Weekly Review: 12/16/2017

Hebbian Learning in Neural Networks

One major difference between human and machine learning is the way we retain important aspects of our knowledge, as we gather more data. All throughout our life, we keep enforcing those concepts/facts which help us most in our day-to-day activities. ML algorithms are much less selective – if you train a NN to perform task A and then retrain it to perform task B, the parameters for A will be forgotten ‘uniformly’.

This paper tries to apply the Hebbian-learning principle of ‘Neurons that fire together, wire together’ to NNs. Its done as follows:

  1. While training for task A, the algorithm measures the ‘importance‘ of a parameter as the gradient of the L2 norm of the output-error. In essence, this quantifies the absolute change in output for a small change in the param-value.
  2. Now, while re-training for a different task, the importance values computed in the above step are used as regularization parameters. This penalizes changes to the important params for task A, even while training for task B – as a result, the NN still performs decently at task A even after being re-trained.

Distributed Tensorflow

This article gives a very good overview of distributed-computing mechanisms in TensorFlow. The main problem being tackled is the sharing of parameters/variables across different machines. Some take-aways:

  1. tf.Session, by itself, is like an isolated execution engine.
  2. However, multiple sessions can be made to share variables using tf.train.Servers, which are grouped together into ‘clusters’. All servers in the same cluster share variable values (this is done using namespaces).
  3. With tf.device, if you have multiple devices each with their own process, you can choose which one holds the original copy of a Variable.
  4. Each server is responsible for building its own Graph though – the elements of the graph can include process-specific params, as well as global ones shared across servers.

The post gives multiple small examples, as well as one cumulative piece detailed multiple feature – do take a look!

UNsupervised Image-to-Image Translation by Nvidia

Another good paper from NIPS2017. The problem addressed here is that of unsupervised image-to-image translation, also shortened as UNIT. Consider the conversion of a street-photo in sunny weather, to the same street on a rainy day.

If it was supervised, we would have pairs of photos of the same streets, in sunny & rainy weather. But such data is hard to come by, especially in the quantities needed for deep learning. So what if you just have a bunch of sunny street photos, and a set of rainy ones? (with no ‘common’ street). This is basically the problem being solved here.

Nvidia uses a VAE-GAN for this purpose, with some twists. Consider the sunny/rainy example from above:

  1. The raw image is first converted to a latent vector by a Variational Autoencoder.
  2. This latent vector is then given as input to the Generative part of a GAN.

The twist is that the last few layers of the VAE, and the first few layers of the GAN are shared by both sunny-to-rainy and rainy-to-sunny networks. Why so?

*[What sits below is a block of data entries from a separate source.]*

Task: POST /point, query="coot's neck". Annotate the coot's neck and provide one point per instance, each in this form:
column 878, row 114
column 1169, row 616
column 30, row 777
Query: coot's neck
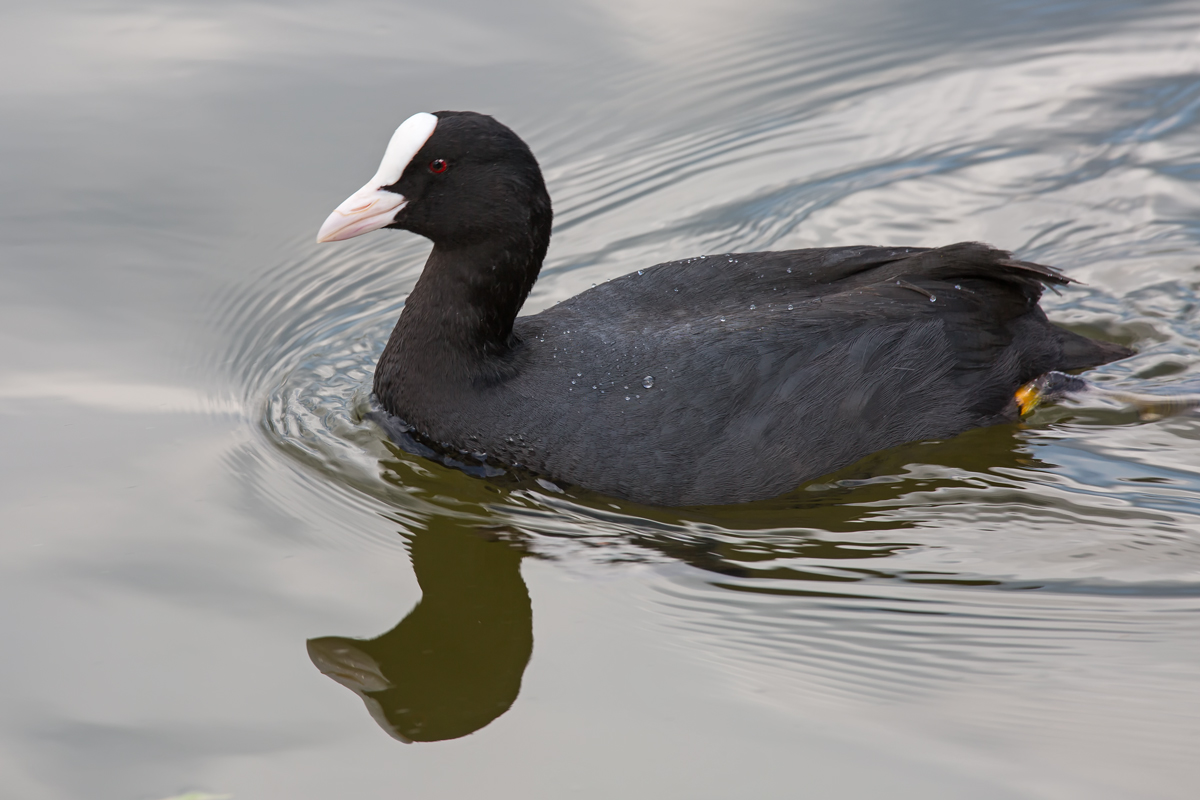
column 456, row 326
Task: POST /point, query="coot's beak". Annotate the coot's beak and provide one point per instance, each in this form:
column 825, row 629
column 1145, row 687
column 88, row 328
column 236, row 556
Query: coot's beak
column 373, row 205
column 367, row 209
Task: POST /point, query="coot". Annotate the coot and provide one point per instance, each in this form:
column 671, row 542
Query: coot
column 715, row 379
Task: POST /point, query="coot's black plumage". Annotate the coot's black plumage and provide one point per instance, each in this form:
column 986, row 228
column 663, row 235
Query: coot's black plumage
column 713, row 379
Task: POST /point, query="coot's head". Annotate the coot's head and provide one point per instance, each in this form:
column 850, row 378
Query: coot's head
column 456, row 178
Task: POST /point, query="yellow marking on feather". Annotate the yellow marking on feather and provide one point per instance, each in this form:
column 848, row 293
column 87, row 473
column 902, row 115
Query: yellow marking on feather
column 1027, row 397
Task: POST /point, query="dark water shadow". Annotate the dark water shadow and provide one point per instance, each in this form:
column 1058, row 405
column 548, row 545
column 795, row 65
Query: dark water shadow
column 455, row 662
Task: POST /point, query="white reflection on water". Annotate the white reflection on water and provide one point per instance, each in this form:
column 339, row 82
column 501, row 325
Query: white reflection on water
column 1019, row 608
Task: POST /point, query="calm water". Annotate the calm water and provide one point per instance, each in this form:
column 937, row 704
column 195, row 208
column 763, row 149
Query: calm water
column 215, row 578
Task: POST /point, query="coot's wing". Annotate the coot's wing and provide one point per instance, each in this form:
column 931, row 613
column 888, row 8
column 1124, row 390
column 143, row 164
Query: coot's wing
column 756, row 392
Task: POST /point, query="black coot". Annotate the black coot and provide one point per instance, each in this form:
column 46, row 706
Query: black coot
column 713, row 379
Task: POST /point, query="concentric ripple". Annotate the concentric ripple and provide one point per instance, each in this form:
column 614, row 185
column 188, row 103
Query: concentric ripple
column 1003, row 557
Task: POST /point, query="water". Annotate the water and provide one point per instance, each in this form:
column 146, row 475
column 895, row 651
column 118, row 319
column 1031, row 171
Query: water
column 217, row 578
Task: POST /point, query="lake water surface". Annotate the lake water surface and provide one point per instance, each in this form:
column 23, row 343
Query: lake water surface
column 214, row 577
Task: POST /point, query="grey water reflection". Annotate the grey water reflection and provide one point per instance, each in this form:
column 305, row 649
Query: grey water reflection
column 190, row 491
column 455, row 662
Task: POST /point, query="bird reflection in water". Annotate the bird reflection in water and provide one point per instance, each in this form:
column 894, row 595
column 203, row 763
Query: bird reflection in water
column 455, row 662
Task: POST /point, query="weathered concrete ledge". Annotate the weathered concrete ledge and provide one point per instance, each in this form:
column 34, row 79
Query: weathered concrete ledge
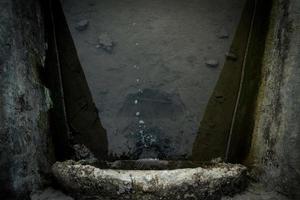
column 88, row 182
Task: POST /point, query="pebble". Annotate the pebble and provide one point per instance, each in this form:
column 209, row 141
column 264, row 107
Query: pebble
column 82, row 25
column 105, row 42
column 212, row 63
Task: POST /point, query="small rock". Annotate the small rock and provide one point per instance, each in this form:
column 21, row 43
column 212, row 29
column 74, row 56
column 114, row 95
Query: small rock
column 105, row 42
column 82, row 25
column 223, row 34
column 231, row 56
column 212, row 63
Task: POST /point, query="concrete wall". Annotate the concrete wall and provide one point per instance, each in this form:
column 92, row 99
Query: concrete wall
column 276, row 141
column 25, row 143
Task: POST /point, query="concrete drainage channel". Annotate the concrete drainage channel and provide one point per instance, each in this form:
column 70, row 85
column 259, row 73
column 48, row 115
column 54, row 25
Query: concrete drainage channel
column 80, row 135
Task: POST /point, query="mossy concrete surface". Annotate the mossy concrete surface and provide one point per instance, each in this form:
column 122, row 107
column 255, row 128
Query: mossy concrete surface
column 275, row 149
column 88, row 182
column 25, row 142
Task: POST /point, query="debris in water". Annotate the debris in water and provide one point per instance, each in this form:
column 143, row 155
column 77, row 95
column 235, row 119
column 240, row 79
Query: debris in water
column 223, row 34
column 82, row 25
column 212, row 63
column 231, row 56
column 105, row 42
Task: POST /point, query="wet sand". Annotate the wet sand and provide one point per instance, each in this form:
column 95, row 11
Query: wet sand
column 152, row 88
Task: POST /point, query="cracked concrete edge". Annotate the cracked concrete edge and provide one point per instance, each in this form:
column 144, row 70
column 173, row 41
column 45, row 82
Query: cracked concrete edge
column 275, row 150
column 85, row 181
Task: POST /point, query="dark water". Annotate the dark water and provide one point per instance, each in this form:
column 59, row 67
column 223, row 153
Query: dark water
column 146, row 66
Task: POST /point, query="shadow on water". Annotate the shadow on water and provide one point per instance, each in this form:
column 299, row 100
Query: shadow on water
column 225, row 130
column 74, row 115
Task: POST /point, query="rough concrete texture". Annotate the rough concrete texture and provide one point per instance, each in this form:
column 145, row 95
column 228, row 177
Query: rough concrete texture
column 88, row 182
column 257, row 191
column 49, row 194
column 275, row 147
column 25, row 148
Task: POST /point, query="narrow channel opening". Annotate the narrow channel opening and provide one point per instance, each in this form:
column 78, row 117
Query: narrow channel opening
column 173, row 82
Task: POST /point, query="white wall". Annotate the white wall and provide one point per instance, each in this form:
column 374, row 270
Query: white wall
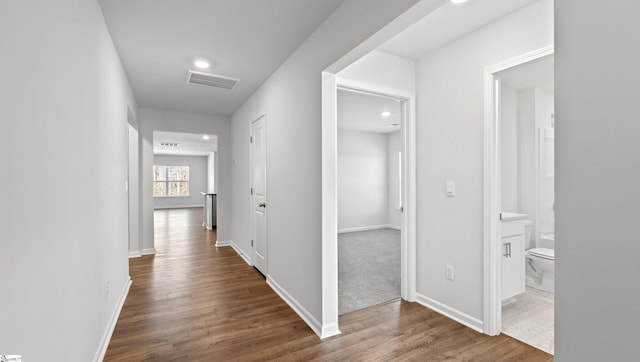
column 63, row 225
column 394, row 146
column 197, row 181
column 159, row 120
column 362, row 180
column 450, row 133
column 134, row 190
column 597, row 177
column 509, row 149
column 291, row 98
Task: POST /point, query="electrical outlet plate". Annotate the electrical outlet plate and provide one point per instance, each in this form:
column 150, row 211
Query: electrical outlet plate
column 449, row 272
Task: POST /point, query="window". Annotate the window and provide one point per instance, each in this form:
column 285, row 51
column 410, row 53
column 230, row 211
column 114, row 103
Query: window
column 170, row 181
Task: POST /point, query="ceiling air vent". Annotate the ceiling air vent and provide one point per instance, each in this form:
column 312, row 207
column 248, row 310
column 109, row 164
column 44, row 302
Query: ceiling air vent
column 211, row 80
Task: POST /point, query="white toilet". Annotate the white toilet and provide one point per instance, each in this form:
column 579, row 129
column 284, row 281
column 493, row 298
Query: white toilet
column 539, row 263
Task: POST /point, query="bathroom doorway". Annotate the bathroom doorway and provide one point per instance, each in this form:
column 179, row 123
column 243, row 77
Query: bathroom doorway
column 520, row 207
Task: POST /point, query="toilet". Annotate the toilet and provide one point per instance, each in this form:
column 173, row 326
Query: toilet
column 539, row 263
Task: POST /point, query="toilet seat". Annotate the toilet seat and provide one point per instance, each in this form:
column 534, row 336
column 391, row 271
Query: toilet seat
column 542, row 253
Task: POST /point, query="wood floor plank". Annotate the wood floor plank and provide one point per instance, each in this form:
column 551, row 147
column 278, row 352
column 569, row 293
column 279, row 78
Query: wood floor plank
column 195, row 302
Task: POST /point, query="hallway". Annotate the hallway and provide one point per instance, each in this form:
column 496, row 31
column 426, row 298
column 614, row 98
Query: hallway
column 195, row 302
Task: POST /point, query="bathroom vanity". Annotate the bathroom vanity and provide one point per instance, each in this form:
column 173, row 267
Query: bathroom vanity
column 512, row 240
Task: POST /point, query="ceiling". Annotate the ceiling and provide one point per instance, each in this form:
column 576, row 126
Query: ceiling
column 536, row 74
column 158, row 41
column 447, row 24
column 359, row 111
column 189, row 144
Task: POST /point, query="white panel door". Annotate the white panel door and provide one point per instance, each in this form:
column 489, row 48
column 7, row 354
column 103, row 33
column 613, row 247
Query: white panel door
column 259, row 194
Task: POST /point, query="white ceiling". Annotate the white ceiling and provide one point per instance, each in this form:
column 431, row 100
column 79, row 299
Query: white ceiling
column 190, row 144
column 361, row 112
column 447, row 24
column 158, row 41
column 537, row 74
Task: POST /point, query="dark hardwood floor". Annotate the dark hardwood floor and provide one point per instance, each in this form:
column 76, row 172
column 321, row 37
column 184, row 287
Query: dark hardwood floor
column 195, row 302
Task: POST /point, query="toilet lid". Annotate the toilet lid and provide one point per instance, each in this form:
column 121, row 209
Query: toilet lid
column 543, row 253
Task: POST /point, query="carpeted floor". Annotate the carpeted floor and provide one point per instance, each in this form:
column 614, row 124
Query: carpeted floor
column 530, row 319
column 368, row 268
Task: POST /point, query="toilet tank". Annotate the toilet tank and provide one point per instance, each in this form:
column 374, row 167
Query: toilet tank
column 528, row 230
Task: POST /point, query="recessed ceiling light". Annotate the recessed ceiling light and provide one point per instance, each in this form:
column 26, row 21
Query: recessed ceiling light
column 202, row 64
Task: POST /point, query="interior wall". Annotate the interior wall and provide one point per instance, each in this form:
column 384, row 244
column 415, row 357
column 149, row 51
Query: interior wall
column 197, row 181
column 168, row 121
column 64, row 103
column 509, row 149
column 597, row 178
column 394, row 146
column 450, row 89
column 291, row 99
column 362, row 180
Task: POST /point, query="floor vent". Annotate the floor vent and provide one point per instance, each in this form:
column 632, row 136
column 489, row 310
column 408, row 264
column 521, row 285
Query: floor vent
column 211, row 80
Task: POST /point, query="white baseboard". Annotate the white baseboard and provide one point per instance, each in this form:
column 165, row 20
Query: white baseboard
column 221, row 243
column 245, row 257
column 452, row 313
column 148, row 251
column 362, row 228
column 106, row 337
column 176, row 207
column 315, row 326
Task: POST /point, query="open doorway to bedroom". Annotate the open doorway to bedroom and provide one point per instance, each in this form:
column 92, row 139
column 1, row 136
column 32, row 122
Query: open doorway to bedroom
column 369, row 198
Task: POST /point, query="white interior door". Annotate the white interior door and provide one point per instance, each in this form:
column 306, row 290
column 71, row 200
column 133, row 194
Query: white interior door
column 259, row 194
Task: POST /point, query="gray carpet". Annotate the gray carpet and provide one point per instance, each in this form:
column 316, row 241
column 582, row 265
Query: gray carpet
column 368, row 268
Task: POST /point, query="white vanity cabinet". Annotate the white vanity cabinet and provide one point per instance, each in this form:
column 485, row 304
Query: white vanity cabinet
column 512, row 240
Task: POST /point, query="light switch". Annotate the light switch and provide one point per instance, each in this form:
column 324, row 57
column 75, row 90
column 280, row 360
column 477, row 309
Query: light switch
column 451, row 189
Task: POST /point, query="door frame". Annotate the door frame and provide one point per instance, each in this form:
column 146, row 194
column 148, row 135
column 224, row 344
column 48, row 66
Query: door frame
column 492, row 288
column 330, row 85
column 251, row 208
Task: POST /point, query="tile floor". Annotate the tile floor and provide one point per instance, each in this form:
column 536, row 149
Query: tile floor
column 530, row 319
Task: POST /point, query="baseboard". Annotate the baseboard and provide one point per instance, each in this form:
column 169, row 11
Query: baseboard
column 451, row 313
column 246, row 258
column 221, row 243
column 176, row 207
column 362, row 228
column 315, row 326
column 148, row 251
column 106, row 337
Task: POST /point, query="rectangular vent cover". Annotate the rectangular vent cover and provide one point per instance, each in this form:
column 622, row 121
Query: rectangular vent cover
column 211, row 80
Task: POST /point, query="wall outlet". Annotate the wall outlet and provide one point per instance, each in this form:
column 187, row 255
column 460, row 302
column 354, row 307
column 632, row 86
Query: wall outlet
column 449, row 272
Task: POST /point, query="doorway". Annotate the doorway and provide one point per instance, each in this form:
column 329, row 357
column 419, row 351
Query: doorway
column 370, row 198
column 519, row 221
column 258, row 177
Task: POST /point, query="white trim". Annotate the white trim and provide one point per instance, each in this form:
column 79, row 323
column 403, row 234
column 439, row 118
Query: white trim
column 363, row 228
column 148, row 251
column 106, row 336
column 451, row 313
column 316, row 327
column 244, row 256
column 221, row 243
column 492, row 300
column 161, row 207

You can intuitively see that the VAE is converting the raw pixels into a vector encoding basic attributes of the street – irrespective of the weather. While the first few layers of the VAE deal with raw pixel data, the higher ones understand abstract street-attributes (which are weather-independent). As a result, the latter layers get shared.

The same logic is applied (but in reverse), in keeping the first few layers of the Generative network common.

Heres a video of the method to give you a taste of the results obtained. They are surprisingly good!

Fake AI porn (NSFW)

A Redditor going by the name of ‘deepfake’ uses Tensorflow-based deep learning to paste celebrity faces onto pornstar bodies in videos. While the results are not perfect, they are good enough to cause concerns over consent.

(To give you an example of the progress that has made in video manipulation, take a look at Face2Face – They use a video of some celebrity, and combine it with actions by a user on their live feed, to generate a video of the celebrity doing the same.).

Backpropagation for dummies

Backpropagation is a method of training an Artificial Neural Network. If you are reading this post, you already have an idea of what an ANN is. However, lets take a look at the fundamental component of an ANN- the artificial neuron.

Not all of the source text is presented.